This tutorial describes how eZ Find transforms and adapts eZ Publish content, and the respective datatypes, to index them in Solr. It by the way presents a few of the 2.2 version's novelties. The understanding of these low-level mechanisms are essential pre-requisites for development and debugging phases, be it only to know where to search for the key information, or be able to read code snippets that help understanding the exact role of a given configuration directive, parameter or filter.
This tutorial requires to know how to set up eZ Find. The online documentation describes the required operation in details, there : http://ez.no/doc/extensions/ez_find/2_2.
The following tips will make development on eZ Find more comfortable, and also significantly increase your speed as a developer, and the quality of the output work.
Re-indexing all content to merely test one single, minor modification's impact on one's application can quickly become a drawn-out process. A few, hidden, life-saver arguments exist in the concerned script /bin/php/updatesearchindexsolr.php, allowing for pointing to:
It is mandatory to use the 3 parameters simultaneously :
php extension/ezfind/bin/php/updatesearchindexsolr.php --siteaccess=mysiteaccess --topNodeID=2546 --offset=0 --limit=10
In order to check whether the content and its attributes were properly indexed, simply search for them in Solr's Web administration : http://localhost:8983/solr/admin/. This interface will also help you figure how the Solr fields were named. For instance, when using the 2.2 version of eZ Find, one can observe two fields looking like duplicates when it comes to articles' titles :
The rest of the tutorial explains this behaviour.
By leaving an active console opened, you will be able to view all messages sent to Solr, of the following form :
INFO: [] webapp=/solr path=/select params={ ... MESSAGE ... } status=400 QTime=5
This message can be copied and pasted from the console to the end of the URL, in Solr's administration interface : http://localhost:8983/solr/select/?MESSAGE. The obtained result is the exact output sent by Solr to eZ Find before transformation and display of the results. Using this trick is pretty useful when debugging, by, for example, directly manipulating the messages to retrieve the expected result.

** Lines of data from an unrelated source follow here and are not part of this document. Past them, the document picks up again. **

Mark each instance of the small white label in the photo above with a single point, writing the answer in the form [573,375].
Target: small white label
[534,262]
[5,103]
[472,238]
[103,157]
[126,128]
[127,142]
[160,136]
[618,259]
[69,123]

Here is the code execution flow when an eZ Publish content object is added/updated:
eZ Find was built-in as an eZ Publish search plug-in, system in which the /content/search view was natively built to be externalized under the form of a search plug-in. Thus, in the eZ Find extension, the /ezfind/settings/site.ini.append.php file declares eZ Find as a search plug-in :
[SearchSettings] SearchEngine=ezsolr
The getEngine() method (kernel/classes/ezsearch.php) then takes care of retrieving the associated PHP class, to interface the search plug-in, namely /search/plugins/ezsolr/ezsolr.php in our case.
For every content update operation, the addObject method of the eZSolr class is invoked. This plug-in-based way of functioning allows to inherit from other native features of eZ Publish's search, like the DelayedIndexing one, which gives the possibility to make asynchronous content indexing (globally or per content class). This mechanism relies on a scheduled task (cronjob) : indexcontent.php :
[SearchSettings] DelayedIndexing=disabled|enabled|classbased DelayedIndexingClassList[] DelayedIndexingClassList[]=mycontentclass
Note :
This technique is particularly efficient when it comes to optimizing the back office response time (and consequently : the user experience), or regular content imports. However, the DelayedIndexing technique suffers from a few limitations : it is generic (read : not specifically optimized for eZ Find), and merely loops over the entries of the 'ezpending_actions' table to index the objects, without using Solr finesses like batch-indexing of content, followed by a single 'commit'.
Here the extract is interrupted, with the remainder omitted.